Monseñor Bergoglio dio muestras de conocer en el Tedeum del año pasado la psicología de algunos detentadores del poder, aquellos que no aman “de corazón y de espíritu”: son los que se arrastran pesadamente entre sus especulaciones y miedos, los que se sienten perseguidos y amenazados, los que necesitan reforzar su poder sin parar ni medir las consecuencias. Aquí se resalta una paradoja muy real a lo largo de la Historia: los poderosos tienen miedo, miedo de perder aquello que han perseguido y alcanzado a toda costa.
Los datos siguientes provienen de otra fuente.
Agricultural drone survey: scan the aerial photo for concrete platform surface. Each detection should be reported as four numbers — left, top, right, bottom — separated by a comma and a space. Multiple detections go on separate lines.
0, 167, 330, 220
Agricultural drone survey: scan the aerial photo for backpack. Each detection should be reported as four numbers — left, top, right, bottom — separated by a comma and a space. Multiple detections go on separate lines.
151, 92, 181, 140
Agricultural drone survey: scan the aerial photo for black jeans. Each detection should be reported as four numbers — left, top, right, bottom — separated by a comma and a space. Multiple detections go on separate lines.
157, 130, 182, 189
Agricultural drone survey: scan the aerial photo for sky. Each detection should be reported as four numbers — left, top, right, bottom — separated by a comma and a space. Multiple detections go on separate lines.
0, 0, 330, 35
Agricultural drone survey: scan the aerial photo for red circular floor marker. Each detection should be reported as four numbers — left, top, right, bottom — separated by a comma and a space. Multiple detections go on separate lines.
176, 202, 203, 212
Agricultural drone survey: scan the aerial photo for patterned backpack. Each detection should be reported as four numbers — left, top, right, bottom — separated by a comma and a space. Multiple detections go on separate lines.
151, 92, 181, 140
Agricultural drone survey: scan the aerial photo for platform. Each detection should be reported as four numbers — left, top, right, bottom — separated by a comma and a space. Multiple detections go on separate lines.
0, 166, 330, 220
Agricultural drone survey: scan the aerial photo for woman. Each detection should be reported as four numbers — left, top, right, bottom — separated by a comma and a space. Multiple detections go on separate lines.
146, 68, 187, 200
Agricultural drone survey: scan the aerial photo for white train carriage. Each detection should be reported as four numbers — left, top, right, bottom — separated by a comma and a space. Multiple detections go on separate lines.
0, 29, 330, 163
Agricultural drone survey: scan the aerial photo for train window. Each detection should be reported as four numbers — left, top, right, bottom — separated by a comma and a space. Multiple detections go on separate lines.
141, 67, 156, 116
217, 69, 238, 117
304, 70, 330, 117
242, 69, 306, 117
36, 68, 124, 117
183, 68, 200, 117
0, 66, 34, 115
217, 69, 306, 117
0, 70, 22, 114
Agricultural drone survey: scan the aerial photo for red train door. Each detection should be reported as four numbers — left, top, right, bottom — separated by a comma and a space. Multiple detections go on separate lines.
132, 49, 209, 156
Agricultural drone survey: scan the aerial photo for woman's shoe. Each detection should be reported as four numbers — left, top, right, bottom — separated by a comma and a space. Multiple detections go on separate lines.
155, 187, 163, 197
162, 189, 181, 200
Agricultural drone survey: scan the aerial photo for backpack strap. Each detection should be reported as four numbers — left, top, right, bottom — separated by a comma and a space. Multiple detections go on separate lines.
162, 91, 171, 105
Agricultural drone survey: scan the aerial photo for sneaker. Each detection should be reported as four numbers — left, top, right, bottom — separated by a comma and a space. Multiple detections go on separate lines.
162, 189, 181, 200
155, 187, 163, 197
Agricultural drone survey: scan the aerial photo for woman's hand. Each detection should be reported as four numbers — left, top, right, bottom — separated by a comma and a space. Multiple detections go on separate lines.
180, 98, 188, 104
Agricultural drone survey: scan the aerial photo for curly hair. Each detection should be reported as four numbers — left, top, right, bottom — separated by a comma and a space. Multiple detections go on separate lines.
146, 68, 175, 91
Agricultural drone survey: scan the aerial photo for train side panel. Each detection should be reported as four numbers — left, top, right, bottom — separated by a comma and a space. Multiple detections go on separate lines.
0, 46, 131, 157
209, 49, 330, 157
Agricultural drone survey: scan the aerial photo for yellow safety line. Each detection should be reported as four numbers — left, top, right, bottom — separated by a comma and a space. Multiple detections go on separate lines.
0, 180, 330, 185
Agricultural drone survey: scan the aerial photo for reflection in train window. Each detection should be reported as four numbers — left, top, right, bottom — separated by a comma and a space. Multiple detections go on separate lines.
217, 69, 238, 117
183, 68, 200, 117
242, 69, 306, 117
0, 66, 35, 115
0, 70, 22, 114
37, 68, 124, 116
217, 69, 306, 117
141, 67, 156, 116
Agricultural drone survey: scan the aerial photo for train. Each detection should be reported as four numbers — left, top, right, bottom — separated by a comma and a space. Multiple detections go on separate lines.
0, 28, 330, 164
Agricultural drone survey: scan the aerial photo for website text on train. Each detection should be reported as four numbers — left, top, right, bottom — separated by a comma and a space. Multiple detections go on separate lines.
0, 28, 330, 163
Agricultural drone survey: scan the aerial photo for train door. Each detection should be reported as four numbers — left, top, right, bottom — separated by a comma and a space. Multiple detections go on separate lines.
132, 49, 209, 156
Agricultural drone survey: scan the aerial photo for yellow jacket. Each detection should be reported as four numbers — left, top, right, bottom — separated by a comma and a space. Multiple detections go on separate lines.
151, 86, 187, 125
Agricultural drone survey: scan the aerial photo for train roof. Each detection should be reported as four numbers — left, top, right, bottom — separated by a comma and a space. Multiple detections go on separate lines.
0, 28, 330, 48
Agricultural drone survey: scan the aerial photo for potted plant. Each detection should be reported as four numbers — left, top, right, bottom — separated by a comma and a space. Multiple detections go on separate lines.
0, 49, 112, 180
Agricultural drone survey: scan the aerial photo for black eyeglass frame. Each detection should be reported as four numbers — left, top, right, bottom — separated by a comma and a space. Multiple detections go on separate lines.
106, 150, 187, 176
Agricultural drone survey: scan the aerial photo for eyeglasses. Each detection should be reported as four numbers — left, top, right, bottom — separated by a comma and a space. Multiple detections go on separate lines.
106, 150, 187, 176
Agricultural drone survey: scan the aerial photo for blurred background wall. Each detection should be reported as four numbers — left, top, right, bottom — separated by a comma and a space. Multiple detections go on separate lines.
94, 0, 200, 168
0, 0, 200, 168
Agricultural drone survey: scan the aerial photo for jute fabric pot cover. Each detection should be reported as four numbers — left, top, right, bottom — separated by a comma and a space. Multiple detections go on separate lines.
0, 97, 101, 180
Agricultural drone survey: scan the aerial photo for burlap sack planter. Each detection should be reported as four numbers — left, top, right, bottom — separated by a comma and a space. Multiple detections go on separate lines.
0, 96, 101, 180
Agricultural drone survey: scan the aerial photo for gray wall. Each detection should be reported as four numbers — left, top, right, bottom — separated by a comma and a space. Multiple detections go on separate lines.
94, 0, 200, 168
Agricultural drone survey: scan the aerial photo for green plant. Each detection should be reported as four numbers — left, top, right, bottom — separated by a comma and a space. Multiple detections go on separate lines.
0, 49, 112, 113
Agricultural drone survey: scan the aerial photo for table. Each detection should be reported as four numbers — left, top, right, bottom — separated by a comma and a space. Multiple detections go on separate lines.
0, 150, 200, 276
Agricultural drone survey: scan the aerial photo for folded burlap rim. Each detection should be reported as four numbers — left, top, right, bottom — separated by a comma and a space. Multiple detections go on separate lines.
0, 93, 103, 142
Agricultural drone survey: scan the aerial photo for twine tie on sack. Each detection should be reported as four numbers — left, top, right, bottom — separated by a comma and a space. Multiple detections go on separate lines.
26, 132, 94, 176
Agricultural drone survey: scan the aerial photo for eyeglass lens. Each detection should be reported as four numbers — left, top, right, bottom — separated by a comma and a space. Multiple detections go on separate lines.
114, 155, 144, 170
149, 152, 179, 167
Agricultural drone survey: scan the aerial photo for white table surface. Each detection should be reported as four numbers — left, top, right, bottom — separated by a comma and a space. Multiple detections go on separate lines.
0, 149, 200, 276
El cristianismo tiene sobrada experiencia de esta reacción, ya experimentada cuando los Magos se presentan en Jerusalén preguntando por el Rey de los judíos recién nacido: “Al enterarse, el rey Herodes se sobresaltó, y todo Jerusalén con él” (Mt 2, 3).
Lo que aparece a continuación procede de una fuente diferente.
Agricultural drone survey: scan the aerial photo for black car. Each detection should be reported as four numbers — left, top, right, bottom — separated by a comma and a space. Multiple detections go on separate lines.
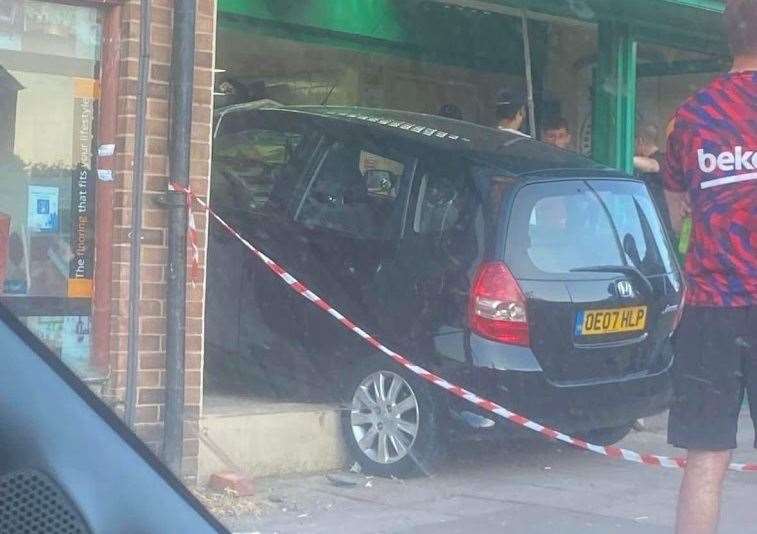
206, 104, 683, 475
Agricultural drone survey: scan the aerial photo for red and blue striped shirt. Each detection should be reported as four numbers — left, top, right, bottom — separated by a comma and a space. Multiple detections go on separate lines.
664, 71, 757, 307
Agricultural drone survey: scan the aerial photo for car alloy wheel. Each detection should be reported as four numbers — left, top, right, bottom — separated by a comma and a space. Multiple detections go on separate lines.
350, 370, 420, 465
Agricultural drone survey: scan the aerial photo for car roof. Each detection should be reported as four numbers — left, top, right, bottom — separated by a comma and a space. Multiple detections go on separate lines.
216, 101, 624, 177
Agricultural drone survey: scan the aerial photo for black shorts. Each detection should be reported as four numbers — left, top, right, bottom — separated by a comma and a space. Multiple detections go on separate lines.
668, 306, 757, 451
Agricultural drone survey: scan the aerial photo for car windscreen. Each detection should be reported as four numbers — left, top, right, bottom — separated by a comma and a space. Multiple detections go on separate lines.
505, 179, 673, 278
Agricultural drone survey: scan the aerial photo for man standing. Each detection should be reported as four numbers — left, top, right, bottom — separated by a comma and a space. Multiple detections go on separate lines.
541, 115, 573, 150
664, 0, 757, 534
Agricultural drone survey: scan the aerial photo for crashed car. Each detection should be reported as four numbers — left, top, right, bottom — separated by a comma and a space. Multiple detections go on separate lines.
206, 104, 683, 475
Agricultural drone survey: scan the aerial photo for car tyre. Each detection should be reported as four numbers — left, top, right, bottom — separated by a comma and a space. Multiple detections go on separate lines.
581, 422, 634, 447
342, 360, 444, 477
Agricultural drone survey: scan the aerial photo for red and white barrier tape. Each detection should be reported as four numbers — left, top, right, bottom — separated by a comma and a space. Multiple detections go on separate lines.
172, 184, 757, 471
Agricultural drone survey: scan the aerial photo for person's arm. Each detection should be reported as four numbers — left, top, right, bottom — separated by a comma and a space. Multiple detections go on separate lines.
665, 189, 691, 234
661, 119, 691, 234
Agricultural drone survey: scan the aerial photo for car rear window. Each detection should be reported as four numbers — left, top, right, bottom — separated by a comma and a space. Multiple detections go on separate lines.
505, 180, 673, 278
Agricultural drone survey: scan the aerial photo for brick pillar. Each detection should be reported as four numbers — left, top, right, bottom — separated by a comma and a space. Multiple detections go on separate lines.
110, 0, 216, 482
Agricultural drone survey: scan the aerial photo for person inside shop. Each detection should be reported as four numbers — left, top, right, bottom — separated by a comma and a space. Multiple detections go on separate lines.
541, 115, 573, 150
663, 0, 757, 534
495, 87, 526, 136
633, 122, 674, 237
437, 104, 463, 121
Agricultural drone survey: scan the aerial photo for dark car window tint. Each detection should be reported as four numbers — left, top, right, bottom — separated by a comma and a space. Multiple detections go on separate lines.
297, 143, 404, 238
413, 172, 469, 234
506, 180, 672, 278
212, 128, 303, 215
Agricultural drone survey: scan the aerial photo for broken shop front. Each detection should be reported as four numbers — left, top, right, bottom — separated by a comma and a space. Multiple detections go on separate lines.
0, 0, 107, 377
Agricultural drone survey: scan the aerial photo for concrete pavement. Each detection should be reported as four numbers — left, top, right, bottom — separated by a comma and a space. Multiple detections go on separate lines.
225, 414, 757, 534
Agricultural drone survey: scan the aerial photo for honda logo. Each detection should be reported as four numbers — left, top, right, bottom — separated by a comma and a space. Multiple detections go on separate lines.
615, 280, 634, 299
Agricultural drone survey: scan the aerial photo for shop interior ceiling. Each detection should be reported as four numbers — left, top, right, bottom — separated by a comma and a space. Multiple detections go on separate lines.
219, 0, 727, 58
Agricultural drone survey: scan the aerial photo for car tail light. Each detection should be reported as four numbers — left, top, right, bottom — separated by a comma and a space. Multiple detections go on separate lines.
468, 262, 530, 347
673, 291, 686, 332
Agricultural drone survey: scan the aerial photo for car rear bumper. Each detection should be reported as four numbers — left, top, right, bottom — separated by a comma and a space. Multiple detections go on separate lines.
451, 369, 672, 434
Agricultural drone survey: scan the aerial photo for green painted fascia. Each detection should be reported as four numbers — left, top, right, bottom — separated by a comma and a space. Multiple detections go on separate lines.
218, 0, 408, 42
657, 0, 725, 13
219, 0, 548, 74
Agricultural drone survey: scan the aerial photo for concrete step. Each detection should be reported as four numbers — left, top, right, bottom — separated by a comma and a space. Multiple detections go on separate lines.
199, 395, 347, 483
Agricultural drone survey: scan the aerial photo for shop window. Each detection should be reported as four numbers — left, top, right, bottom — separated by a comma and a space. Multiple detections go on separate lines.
212, 128, 303, 216
534, 22, 598, 156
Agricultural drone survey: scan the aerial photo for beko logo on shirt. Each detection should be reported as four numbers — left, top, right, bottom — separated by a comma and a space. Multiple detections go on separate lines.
697, 146, 757, 174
Pese a todo, Bergoglio no cayó en el recurso fácil de descalificar en bloque la política. Se limitó a recordar que debe estar al servicio del bien común, al servicio de los representados. Recordemos sus incisivas palabras: “Una política sin mística para los demás, sin pasión por el bien, termina siendo un racionalismo de la negociación o un devorarlo todo para permanecer por el solo goce del poder. Aquí no hay ética posible simplemente porque el otro no despierta interés”.